Searching for a Specific Contact

Inside Google Contacts, there's a search bar at the top. You can search by:

  • Full name or partial name
  • Email address
  • Phone number
  • Company name (if that field was filled in)
  • Notes or labels you've added

The search is fuzzy and fairly forgiving of typos, which helps when you can only remember part of a name.

Inside Gmail itself, searching for a contact's name or email address in the main search bar will surface emails from that person — but it won't open a contact record. For the actual contact profile, you'll need Google Contacts.

How Contacts Get Added to Gmail (and Why Some Are Missing)

This is where a lot of users hit confusion. Contacts appear in your Gmail autocomplete from several sources:

  • Manually saved contacts — added directly in Google Contacts
  • "Other contacts" — auto-captured from emails you've sent or received
  • Synced phone contacts — if you use an Android phone and have contact sync enabled, those contacts merge with your Google account
  • Imported contacts — CSV or vCard files you've imported into Google Contacts
  • Google Workspace directory — if your account is part of an organization

If someone isn't appearing in autocomplete, they may have fallen outside all of these categories — perhaps you only received email from them without replying, or your sync settings are turned off.

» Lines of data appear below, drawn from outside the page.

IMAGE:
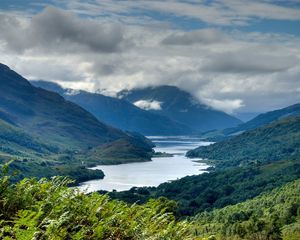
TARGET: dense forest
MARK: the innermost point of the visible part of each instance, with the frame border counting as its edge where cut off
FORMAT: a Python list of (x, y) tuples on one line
[(49, 209), (245, 166)]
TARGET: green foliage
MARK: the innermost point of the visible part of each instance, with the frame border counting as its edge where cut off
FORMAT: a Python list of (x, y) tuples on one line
[(217, 189), (275, 215), (45, 209), (267, 144)]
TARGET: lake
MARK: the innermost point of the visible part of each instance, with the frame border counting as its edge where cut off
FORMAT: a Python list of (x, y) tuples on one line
[(161, 169)]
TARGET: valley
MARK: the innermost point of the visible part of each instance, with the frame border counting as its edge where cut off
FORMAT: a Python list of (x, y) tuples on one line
[(159, 170)]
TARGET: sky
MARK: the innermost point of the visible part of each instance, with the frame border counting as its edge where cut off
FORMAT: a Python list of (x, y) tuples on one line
[(233, 55)]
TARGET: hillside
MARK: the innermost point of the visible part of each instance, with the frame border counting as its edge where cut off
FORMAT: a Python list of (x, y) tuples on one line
[(179, 105), (245, 166), (49, 210), (273, 215), (258, 121), (119, 113), (47, 135), (280, 139)]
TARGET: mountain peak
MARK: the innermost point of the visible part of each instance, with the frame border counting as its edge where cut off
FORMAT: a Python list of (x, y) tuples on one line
[(4, 67)]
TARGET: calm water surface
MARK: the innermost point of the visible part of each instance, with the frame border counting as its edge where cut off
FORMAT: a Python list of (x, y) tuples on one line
[(159, 170)]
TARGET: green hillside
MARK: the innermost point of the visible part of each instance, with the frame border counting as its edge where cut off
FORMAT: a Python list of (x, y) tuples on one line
[(275, 215), (270, 143), (247, 165), (47, 209), (258, 121), (46, 135)]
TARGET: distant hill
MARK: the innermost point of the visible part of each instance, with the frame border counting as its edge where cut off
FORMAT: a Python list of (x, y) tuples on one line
[(260, 120), (180, 106), (272, 142), (119, 113), (273, 215), (243, 167), (48, 135)]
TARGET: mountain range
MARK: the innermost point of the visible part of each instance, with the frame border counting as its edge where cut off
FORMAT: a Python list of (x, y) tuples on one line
[(258, 121), (164, 110), (41, 130), (180, 106), (118, 112)]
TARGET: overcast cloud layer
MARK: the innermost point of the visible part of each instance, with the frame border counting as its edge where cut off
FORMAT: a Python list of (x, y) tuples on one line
[(108, 46)]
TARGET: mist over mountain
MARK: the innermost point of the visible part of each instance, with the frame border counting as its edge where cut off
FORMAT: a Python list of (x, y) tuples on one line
[(181, 106), (119, 113), (259, 121), (44, 131)]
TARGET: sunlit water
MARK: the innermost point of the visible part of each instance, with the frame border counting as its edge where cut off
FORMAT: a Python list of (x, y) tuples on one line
[(159, 170)]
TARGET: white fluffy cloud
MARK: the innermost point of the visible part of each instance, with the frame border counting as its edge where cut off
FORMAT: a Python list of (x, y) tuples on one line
[(148, 104), (229, 70)]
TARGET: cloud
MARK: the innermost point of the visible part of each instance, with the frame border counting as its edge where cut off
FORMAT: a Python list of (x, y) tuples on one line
[(203, 36), (249, 61), (226, 105), (148, 104), (58, 30), (229, 70)]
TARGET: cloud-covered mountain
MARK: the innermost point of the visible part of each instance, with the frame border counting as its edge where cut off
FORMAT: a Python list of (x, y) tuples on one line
[(119, 113), (48, 116), (181, 106), (258, 121)]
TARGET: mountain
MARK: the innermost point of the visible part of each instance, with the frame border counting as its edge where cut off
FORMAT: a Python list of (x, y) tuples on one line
[(46, 134), (180, 106), (119, 113), (260, 120), (246, 116), (243, 167), (265, 144), (273, 215)]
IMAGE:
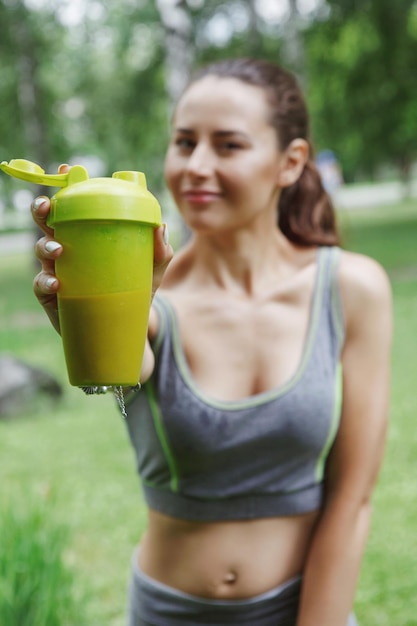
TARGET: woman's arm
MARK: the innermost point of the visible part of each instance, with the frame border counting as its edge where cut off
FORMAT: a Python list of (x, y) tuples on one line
[(339, 540)]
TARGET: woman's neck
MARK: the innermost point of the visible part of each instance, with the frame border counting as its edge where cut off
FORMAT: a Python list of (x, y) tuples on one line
[(242, 262)]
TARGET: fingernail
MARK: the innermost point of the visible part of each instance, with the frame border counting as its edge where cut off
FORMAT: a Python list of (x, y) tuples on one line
[(50, 282), (166, 234), (38, 202), (51, 246)]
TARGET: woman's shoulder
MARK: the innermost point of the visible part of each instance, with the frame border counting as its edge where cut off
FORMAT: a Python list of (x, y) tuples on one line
[(362, 275)]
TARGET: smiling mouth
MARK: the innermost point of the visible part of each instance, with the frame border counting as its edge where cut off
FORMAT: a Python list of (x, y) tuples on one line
[(200, 196)]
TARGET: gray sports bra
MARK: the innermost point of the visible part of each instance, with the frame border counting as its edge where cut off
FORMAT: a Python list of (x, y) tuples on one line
[(262, 456)]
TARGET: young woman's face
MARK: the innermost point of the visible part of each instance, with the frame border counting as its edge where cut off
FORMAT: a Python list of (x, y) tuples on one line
[(223, 161)]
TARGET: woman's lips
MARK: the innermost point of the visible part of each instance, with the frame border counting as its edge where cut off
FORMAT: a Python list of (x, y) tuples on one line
[(200, 196)]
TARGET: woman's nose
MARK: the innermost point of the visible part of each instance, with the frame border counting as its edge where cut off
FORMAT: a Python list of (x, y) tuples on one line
[(200, 162)]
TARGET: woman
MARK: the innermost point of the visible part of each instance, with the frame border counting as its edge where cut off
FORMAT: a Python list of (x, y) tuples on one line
[(260, 428)]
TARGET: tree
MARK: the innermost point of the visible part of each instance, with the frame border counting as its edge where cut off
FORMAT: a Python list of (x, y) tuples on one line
[(360, 64)]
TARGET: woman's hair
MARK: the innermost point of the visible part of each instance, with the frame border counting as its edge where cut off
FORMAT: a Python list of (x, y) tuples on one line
[(306, 214)]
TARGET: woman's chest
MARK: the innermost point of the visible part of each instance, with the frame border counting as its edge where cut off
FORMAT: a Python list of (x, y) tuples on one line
[(236, 349)]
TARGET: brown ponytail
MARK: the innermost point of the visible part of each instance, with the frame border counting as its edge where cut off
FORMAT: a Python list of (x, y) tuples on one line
[(305, 211)]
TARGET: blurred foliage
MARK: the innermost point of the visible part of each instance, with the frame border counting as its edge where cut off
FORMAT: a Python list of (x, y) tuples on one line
[(95, 83), (362, 87)]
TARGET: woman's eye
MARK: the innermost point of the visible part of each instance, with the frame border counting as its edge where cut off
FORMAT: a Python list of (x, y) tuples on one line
[(230, 146), (184, 144)]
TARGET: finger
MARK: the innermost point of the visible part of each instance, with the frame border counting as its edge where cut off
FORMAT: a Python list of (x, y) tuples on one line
[(40, 211), (47, 249), (45, 287), (163, 253)]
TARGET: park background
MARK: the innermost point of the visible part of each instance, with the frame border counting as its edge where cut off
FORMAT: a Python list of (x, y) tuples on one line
[(94, 82)]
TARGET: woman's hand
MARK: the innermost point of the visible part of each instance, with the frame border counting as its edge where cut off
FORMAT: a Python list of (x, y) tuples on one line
[(47, 249), (46, 284)]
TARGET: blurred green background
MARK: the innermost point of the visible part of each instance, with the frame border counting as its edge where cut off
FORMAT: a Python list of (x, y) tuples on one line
[(94, 82)]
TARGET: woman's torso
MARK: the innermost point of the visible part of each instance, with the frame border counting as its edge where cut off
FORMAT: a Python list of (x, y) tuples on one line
[(237, 346)]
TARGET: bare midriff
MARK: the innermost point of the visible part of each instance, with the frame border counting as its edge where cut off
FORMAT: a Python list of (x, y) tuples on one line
[(225, 560)]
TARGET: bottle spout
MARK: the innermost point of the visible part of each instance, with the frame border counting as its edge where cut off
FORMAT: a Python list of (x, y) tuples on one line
[(33, 173)]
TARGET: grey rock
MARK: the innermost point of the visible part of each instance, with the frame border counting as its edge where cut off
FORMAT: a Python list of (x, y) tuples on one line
[(22, 385)]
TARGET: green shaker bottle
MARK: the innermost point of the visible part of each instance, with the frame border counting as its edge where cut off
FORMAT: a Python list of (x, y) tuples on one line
[(105, 226)]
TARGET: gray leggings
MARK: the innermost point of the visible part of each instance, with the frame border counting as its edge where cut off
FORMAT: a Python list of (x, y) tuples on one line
[(152, 603)]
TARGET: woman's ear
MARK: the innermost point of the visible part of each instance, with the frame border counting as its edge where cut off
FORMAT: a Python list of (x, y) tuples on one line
[(292, 163)]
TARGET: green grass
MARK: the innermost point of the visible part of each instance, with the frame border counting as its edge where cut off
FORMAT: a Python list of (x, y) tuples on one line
[(38, 586), (79, 451)]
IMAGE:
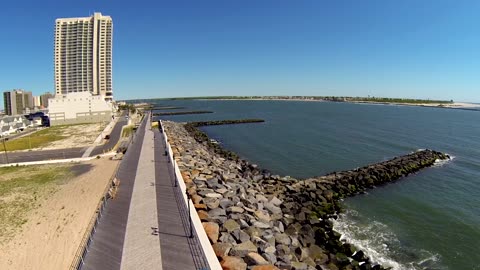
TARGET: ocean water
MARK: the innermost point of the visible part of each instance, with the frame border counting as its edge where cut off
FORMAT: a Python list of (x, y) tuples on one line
[(430, 220)]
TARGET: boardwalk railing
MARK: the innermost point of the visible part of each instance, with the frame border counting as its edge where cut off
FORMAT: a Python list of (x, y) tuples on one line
[(82, 250), (212, 260)]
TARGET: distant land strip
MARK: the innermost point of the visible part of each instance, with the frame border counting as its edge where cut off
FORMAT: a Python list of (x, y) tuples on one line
[(167, 108), (225, 122), (328, 98), (180, 113)]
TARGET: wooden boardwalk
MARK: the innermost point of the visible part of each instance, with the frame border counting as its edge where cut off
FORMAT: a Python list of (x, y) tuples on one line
[(126, 237)]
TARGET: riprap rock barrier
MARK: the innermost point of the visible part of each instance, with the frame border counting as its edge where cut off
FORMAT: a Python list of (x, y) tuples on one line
[(256, 220)]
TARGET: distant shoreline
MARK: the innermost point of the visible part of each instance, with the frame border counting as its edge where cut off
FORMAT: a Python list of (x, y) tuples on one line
[(454, 105)]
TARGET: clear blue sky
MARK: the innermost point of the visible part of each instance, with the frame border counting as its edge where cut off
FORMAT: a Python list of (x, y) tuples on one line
[(409, 48)]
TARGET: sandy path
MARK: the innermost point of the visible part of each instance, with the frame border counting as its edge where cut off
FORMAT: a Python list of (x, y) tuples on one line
[(53, 232)]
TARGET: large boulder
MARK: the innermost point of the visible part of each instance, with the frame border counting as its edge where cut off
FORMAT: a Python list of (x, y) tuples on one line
[(212, 230), (233, 263)]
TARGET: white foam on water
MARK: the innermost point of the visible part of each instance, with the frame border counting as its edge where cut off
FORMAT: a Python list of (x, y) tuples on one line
[(378, 242), (441, 162)]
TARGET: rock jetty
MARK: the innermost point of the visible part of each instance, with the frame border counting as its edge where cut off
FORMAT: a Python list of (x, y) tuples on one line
[(256, 220)]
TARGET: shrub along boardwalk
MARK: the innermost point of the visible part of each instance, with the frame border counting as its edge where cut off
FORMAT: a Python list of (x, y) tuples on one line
[(142, 228)]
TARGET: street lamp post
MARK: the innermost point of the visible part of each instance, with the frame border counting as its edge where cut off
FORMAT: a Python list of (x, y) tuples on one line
[(5, 148)]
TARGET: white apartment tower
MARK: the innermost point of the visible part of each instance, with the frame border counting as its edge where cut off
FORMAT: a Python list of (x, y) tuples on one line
[(83, 55)]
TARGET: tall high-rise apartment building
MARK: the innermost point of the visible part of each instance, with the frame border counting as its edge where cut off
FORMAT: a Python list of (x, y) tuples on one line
[(17, 102), (83, 55)]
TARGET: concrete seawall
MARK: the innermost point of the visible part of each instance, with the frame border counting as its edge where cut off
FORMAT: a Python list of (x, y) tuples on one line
[(262, 221)]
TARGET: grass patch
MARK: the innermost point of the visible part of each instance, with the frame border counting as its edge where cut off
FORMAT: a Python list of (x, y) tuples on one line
[(22, 188), (40, 138), (127, 130)]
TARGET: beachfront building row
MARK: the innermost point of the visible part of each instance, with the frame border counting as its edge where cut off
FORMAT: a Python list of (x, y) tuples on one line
[(81, 107), (19, 101), (13, 124), (83, 55), (83, 71)]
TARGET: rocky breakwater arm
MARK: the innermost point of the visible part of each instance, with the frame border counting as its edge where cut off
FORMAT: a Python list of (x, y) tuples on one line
[(256, 220), (310, 204)]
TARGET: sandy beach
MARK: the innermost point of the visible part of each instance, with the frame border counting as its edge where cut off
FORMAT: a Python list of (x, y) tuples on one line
[(52, 233)]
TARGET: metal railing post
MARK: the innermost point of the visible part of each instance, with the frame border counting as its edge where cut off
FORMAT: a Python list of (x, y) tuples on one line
[(189, 217), (174, 173)]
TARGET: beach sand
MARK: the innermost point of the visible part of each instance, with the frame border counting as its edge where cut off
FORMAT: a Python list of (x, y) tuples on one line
[(53, 232)]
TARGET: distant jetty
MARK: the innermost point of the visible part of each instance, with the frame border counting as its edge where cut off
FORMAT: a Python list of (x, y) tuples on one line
[(254, 218)]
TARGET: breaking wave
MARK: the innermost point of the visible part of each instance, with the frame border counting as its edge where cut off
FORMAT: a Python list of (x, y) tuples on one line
[(381, 244)]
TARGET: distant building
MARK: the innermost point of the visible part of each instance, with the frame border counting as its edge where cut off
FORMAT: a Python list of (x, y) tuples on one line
[(36, 102), (12, 124), (44, 99), (17, 102), (83, 56), (81, 107)]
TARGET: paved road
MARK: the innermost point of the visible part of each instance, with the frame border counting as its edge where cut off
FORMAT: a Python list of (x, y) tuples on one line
[(26, 156)]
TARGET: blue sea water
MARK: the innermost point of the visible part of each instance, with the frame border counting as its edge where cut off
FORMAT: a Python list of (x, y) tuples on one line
[(430, 220)]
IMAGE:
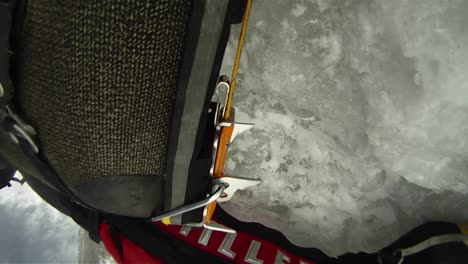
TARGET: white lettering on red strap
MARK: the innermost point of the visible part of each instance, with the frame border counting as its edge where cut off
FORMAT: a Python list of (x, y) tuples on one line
[(225, 247), (281, 257), (185, 230), (205, 237), (252, 253)]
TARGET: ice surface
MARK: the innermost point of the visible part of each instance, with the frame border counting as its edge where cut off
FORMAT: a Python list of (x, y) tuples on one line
[(361, 112), (33, 231)]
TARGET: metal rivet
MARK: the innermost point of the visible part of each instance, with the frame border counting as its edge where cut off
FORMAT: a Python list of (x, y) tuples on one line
[(2, 91)]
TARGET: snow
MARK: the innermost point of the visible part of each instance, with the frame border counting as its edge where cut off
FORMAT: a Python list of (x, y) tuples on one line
[(361, 113)]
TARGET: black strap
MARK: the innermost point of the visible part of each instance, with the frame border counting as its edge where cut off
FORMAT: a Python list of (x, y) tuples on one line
[(116, 238), (7, 173)]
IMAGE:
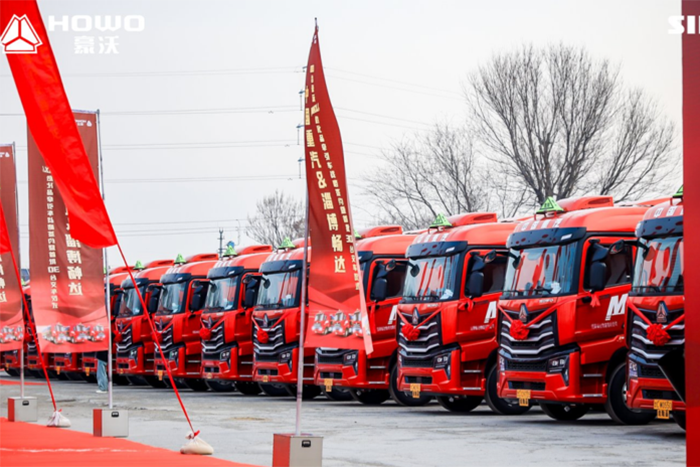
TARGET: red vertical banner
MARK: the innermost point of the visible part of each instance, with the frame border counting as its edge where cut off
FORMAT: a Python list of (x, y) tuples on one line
[(11, 322), (337, 308), (67, 276), (691, 221)]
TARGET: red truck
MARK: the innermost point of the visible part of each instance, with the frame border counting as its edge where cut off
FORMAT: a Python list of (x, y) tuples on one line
[(276, 320), (227, 346), (89, 359), (563, 309), (132, 335), (381, 253), (177, 319), (655, 328), (446, 329)]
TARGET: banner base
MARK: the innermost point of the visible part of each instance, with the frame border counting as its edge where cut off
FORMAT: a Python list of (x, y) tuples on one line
[(290, 450), (110, 423), (22, 409)]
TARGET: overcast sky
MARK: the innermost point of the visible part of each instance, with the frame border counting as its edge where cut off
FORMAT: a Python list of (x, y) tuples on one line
[(393, 68)]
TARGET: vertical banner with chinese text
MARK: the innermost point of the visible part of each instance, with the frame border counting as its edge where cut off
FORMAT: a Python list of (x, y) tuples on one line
[(337, 308), (67, 277), (11, 322)]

Editing, Merging, and Organizing Contacts

Inside Google Contacts, you can:

  • Edit any contact's details by clicking on their name
  • Merge duplicates using the built-in "Merge & fix" suggestion tool
  • Create labels to group contacts (similar to folders)
  • Export contacts as a CSV or vCard for backup or transfer to another service 📤

The merge tool is particularly useful if you've synced contacts from multiple sources and ended up with the same person saved twice with slightly different information.

What Varies by Account Type and Setup

How smoothly all of this works — and what you can actually see — depends on a few variables:

  • Personal vs. Google Workspace accounts — Workspace users get access to a shared directory with colleagues, which personal Gmail users don't have
  • Android vs. iOS — Android sync with Google Contacts is native and automatic; iOS requires the Google Contacts app or manual configuration
  • Contact sync settings — On Android, contact sync can be toggled per-account in your device's account settings, and turning it off or having multiple Google accounts active can create gaps
  • Browser vs. app — The desktop web experience in Google Contacts is more feature-rich than the mobile app for bulk editing or importing

Whether the built-in tools cover your needs or you'd benefit from a more robust contact management approach depends on how you actually use Gmail day-to-day — and how your devices, accounts, and sync settings are currently configured.